The state had to rip out all three layers of concrete.
"Usually, when you do a cleanup, it can be recycled," said Ridenour. "This was so bad, all the concrete had to go to a hazardous waste landfill."
The arsenic and chromium levels were so high, they had soaked into the concrete, turning it green.
It was so bad, it all had to go to a hazardous materials facility at a cost of more than $800,000.
The Elmira wood treatment facility is what the state calls an "orphan site," or, a toxic property where there’s no owner or the owner isn’t cleaning up the waste.
The state has about 50 of those sites, including the Elmira property.
That’s on top of eight "superfund" sites -- so-called because they are so polluted that the federal government steps in to help with cleanup.
Once the cleanup is finished, the state is responsible to maintain, monitor and pay for the remaining operations at the sites.
Included in the orphan sites are a handful of old mines in Nevada County; a chrome plating shop in the heart of Sacramento; a vacant lot that once housed a fertilizer warehouse now polluted by lead and arsenic also in Sacramento; and one of those other superfund sites is a former creosote plant in Stockton.
All of them are the state’s problem, but the Department of Toxic Substances Control has a budget of just more than $9 million a year.
“If we put in a remedy that triggers a lot of long-term operation and maintenance, that operation and maintenance has to continue," Ridenour said. "And (it) cuts into what we can put into other projects. It's really frustrating."
The Elmira wood treatment facility was sold to a new owner, Jim Dobbas, in the late 1990s, according to the state.
But DTSC said he hasn’t been performing the maintenance and operations, which he agreed to do.
As a result, DTSC and the attorney general have filed a lawsuit against Dobbas and all the previous owners in the hopes of recovering the cleanup costs.
"We've spent just over $2.2 million since 2006 on the project," Ridenour said. "The costs will continue.
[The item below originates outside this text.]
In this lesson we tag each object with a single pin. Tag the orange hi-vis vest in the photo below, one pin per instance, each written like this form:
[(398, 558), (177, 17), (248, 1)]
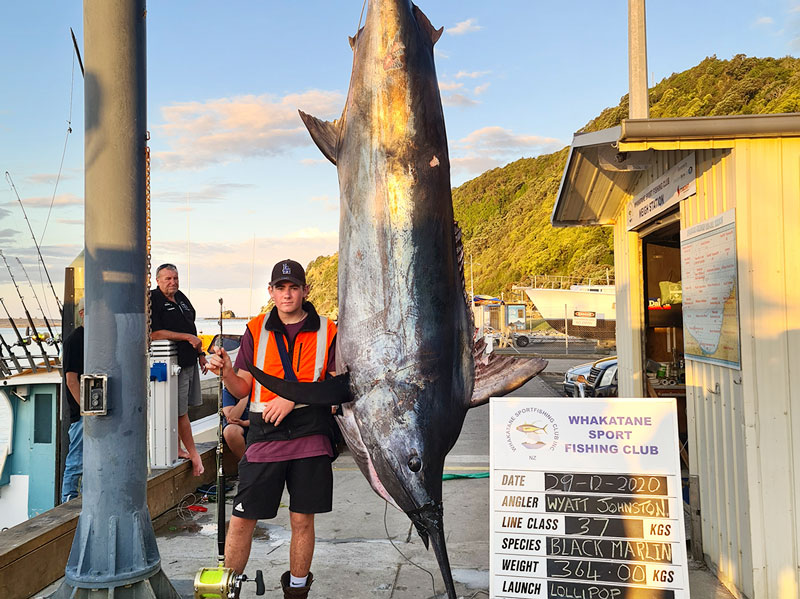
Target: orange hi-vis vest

There's still some groundwater contamination."
KCRA 3 wanted to ask Dobbas what happened, and if the water is not being monitored as the state requires.
His listed address is behind three padlocks and a gate in Elmira.
Dobbas did not return any phone calls from KCRA 3.
The groundwater in Elmira is better, but it’s still 10 times more polluted than is allowed, which frustrates residents like Dally.
"You got a polluted spot," Dally said. "You got a department that's supposed to ... I don't know, sometimes the connections are not made."
When KCRA 3 asked Dally if he ever thought the water would be completely clean, he simply said no.
Until the lawsuit is settled and there is more money to clean it up, sites like the former wood treatment plant will remain toxic.